W3C home > Mailing lists > Public > public-apa@w3.org > September 2019

AW: Re: HTML etc. and ISO 639 language codes

From: Christian Galinski <christian.galinski@chello.at>
Date: Wed, 4 Sep 2019 21:23:56 +0200
To: <janina@rednote.net>, <public-apa@w3.org>
Cc: "'klaus.miesenberger'" <klaus.miesenberger@jku.at>, "'Fourney, David'" <david.fourney@usask.ca>, <hoeckner@hilfsgemeinschaft.at>, <shadi@w3.org>, <alejandro.moledo@edf-feph.org>, <lisa.seeman@zoho.com>, "'Kasinskaite, Irmgarda'" <I.Kasinskaite@unesco.org>, <drude@xs4all.nl>, <stevelee@w3.org>, 'FERRES Mercč' <FERRES@iso.org>
Message-ID: <008401d56356$4bc310f0$e34932d0$@chello.at>
Hi, Janina,

 

Thank you for your positive reply. I am sorry that I cannot attend the TCAP
meeting – unless there is the possibility to attend through
teleconferencing.

This would also be the ideal way to participate for David Fourney, who could
represent ISO/IEC-JTC 1/SC 35 in this matter. 

 

Please be so kind as to put the issue of language identifiers/codes for sign
languages explained below on the agenda of the upcoming TCAP meeting in
Japan and discuss how it could be solved, duly taking into account that
language codes increasingly (for a variety of purposes) have to be combined
with other coding schemes.

 

Below please find a summary of the discussion concerning (1) alpha-2 vs.
alpha-3 language identifiers for sign languages in video programs and apps
and (2) the combination of codes to further specify the language used, the
regional and other language variety and the script in which a written file
is rendered.

 

Technically speaking there may be more complexity or deeper issues behind
the questions raised.

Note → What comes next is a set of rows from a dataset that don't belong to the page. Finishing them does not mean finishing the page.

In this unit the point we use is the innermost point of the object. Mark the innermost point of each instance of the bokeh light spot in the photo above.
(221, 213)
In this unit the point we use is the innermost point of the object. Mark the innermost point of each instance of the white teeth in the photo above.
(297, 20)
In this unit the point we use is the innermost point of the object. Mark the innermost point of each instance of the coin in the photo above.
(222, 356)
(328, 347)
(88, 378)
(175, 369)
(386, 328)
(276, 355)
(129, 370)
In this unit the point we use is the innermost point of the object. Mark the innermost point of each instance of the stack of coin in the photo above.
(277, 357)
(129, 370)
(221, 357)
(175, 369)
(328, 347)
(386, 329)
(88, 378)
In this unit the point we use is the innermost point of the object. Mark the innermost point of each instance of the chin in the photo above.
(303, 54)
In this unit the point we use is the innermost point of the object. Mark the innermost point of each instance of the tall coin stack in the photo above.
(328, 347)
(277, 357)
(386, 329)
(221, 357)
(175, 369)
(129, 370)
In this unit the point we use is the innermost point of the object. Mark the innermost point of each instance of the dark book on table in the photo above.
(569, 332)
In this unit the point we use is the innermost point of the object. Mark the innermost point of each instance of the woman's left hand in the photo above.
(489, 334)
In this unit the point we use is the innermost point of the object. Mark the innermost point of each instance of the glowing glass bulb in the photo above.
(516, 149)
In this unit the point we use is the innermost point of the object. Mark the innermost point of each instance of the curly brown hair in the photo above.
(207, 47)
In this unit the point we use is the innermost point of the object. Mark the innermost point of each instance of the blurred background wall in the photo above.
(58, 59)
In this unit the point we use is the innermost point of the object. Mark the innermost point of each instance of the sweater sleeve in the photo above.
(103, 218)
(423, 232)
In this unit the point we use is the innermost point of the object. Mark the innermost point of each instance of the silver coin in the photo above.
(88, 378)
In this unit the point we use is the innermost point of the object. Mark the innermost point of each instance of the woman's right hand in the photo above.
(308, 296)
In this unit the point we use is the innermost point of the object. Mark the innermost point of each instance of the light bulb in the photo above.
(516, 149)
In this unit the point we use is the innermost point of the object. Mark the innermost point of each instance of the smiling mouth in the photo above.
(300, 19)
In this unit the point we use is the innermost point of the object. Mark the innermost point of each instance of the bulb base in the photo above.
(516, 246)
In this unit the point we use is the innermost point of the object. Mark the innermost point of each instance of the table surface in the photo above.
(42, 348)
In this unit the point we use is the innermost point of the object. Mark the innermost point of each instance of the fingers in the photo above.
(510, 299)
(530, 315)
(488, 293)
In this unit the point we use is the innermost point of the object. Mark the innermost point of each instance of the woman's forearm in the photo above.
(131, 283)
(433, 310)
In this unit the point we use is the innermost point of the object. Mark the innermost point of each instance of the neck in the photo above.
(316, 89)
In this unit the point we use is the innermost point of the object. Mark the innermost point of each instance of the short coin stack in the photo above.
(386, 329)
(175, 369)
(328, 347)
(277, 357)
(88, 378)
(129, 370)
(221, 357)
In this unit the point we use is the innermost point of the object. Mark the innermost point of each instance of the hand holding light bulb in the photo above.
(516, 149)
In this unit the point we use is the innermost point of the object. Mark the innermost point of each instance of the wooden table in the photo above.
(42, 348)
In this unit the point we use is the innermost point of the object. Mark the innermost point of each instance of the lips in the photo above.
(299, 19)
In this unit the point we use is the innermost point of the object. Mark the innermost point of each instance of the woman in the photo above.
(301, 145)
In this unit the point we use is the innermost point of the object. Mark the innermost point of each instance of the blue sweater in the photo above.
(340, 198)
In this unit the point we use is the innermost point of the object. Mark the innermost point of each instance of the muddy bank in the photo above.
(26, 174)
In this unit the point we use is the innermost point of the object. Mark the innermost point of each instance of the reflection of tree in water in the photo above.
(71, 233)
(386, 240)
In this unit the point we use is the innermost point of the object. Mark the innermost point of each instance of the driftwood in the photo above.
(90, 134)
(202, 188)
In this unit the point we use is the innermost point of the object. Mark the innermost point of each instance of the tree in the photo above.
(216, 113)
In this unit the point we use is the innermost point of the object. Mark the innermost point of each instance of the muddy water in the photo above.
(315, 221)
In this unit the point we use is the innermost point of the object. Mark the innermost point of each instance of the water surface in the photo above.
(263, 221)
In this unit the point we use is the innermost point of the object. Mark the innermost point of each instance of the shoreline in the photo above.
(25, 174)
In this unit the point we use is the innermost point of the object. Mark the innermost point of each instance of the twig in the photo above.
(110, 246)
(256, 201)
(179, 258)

There may also be new needs for coordination. We are
looking forward to your comments. If there would be a slot for the
discussion of the issues at the TCAP meeting, David Fourney and me could
join by calling in.

 

Best regards

Christian 

 

 

1 Background:

The issue at hand is a technical problem that occurs when you want to assign
language identifiers to sign languages, if the code length of the identifier
is limited to alpha-2. However, ISO 639-1:2002 “Codes for the representation
of names of languages – Part 1: Alpha-2 code” does not provide identifiers
for sign languages. There are estimates of the number of sign languages
between more than 300 and up to 500. About 150 are assigned 3-letter
language identifiers in ISO 639-3 “Codes for the representation of names of
languages – Part 3: Alpha-3 code for comprehensive coverage of languages”.
In this connection, David Fourney also referred to 2019 as UN's
International Year of Indigenous Languages – in some indigenous language
communities sign languages exist. ‘Sign languages’ differ from ‘signed
languages’ insofar as they are the main language for Deaf and Hard of
Hearing persons to express themselves and largely differ from the language
spoken/written by the language community in which the respective Deaf and
Hard of Hearing persons are living. Compared to ‘sign languages’, ‘signed
language’ is a language modality largely representing the spoken or written
form of a language (e.g. “Signed Exact English”) – thus any language can be
signed in this way which can be identified by adding the identifier “sgn” to
the respective language identifier.

 

2 Request to W3C/TCAP:

The issue was raised at the ISO/IEC-JTC 1/SC 35 meeting in 2018 in Okayama
“User interfaces” where I reported on standardizing activities of ISO/TC 37
“Language and terminology” referring to language coding. David Fourney made
TC 37 aware of the fact that there is a “deficiency” in the ISO 639 series
when it comes to the coding of sign languages in video technology. The issue
was taken up by two WGs in ISO/TC 37 working on the fundamental terminology
of language coding and language varieties in a coordinated way. Out of the
discussions emerged the clarification of the above-mentioned distinction of
‘sign language and ‘signed language’. The WGs formulated a request to
ISO/IEC-JTC 1/SC 35 to clarify the matter and formulate a recommendation to
ISO/IEC-JTC 1/SC 35. At its last meeting ISO/IEC-JTC 1/SC 35 in Shanghai on
2 August unanimously approved 

Resolution 2019-69: Requests that Alpha-3 codes be used and recommended 

ISO/IEC JTC1/SC35 

*	recognizes that the application of the 2-letter (alpha-2) code today
is not sufficient for use in programs and apps related to user interfaces
which is particularly detrimental when needed for identifying individual
languages (including individual sign languages) in user interfaces.  
*	resolves to recommend the use of 3-letter codes for language
identification, wherever they can be applied 
*	requests its chair to contact W3C to ask that they recommend the use
of 3-letter identifiers for the names of languages wherever used according
to:

*	ISO 639-2 "Codes for the representation of names of languages -Part
2: Alpha-3 code" and 
*	ISO 639-3 "Codes for the representation of names of languages - Part
3: Alpha-3 code for comprehensive coverage of languages" (which includes
additional languages beyond those in ISO 639-2) 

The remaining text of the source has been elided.